06:44Je surfais beaucoup sur internet, je voyais qu'il y avait plein plein plein de gens connectés
06:51tout le temps, je me suis dit je vais essayer de faire avancer mon histoire.
06:56S'il vous plaît aidez-moi à partager ce message et ces photos sur les réseaux partout
07:03et à tout le monde, je suis sûre que quelque part quelqu'un sait quelque chose.

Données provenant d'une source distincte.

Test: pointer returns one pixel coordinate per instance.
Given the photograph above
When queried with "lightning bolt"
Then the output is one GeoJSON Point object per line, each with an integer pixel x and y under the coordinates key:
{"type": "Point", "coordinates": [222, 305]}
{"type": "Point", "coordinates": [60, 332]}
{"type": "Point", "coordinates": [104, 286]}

07:07Donc je le partage vers 20 heures le soir et en fait à minuit je crois il y avait déjà
07:1310 000 partages.
07:14Au bout de 2-3 jours on est à 30-40 000 partages et au bout d'une semaine je crois qu'on avait
07:23atteint 130-140 000 partages.
07:26Au départ je reçois beaucoup de messages surtout de La Réunion et de l'île Maurice,
07:34après aussi Madagascar, après plus ça s'étend du coup plus ça voyage loin.
07:39Là les gens m'écrivent en me disant c'est sûr tu me ressembles, tu ressembles à ma
07:45mère, tu ressembles à ma soeur, tu ressembles à ma cousine.
07:51Dans tous les messages que j'ai reçus il y a beaucoup beaucoup de gens qui me disaient
07:54en fait avec ton histoire au point où t'en es, le moyen le plus efficace pour pouvoir
08:00obtenir des informations c'est faire un test ADN.
08:03J'ouvre donc les résultats et là je me rends compte que du coup je suis métisse,
08:10que j'ai 50% de mes origines qui viennent de l'Inde, que je suis 15% à peu près turc,
08:1835% européenne et du coup je suis 9% française.
08:25Moi je me sens totalement française, j'étais super contente de voir que j'avais vraiment
08:35des origines françaises dans mon ADN parce qu'être français il y a des gens qui pensent
08:39qu'il faut être blanc alors que je pense que la France est métissée.
08:44On va dire moi j'ai fait tout ce que je pouvais faire pour que je sois visible et que les
08:54personnes qui m'ont laissée, si elles veulent se manifester un jour, elles puissent me trouver,
08:59savoir où je suis et savoir que je m'interroge.
09:03Moi j'ai fait ma part du chemin.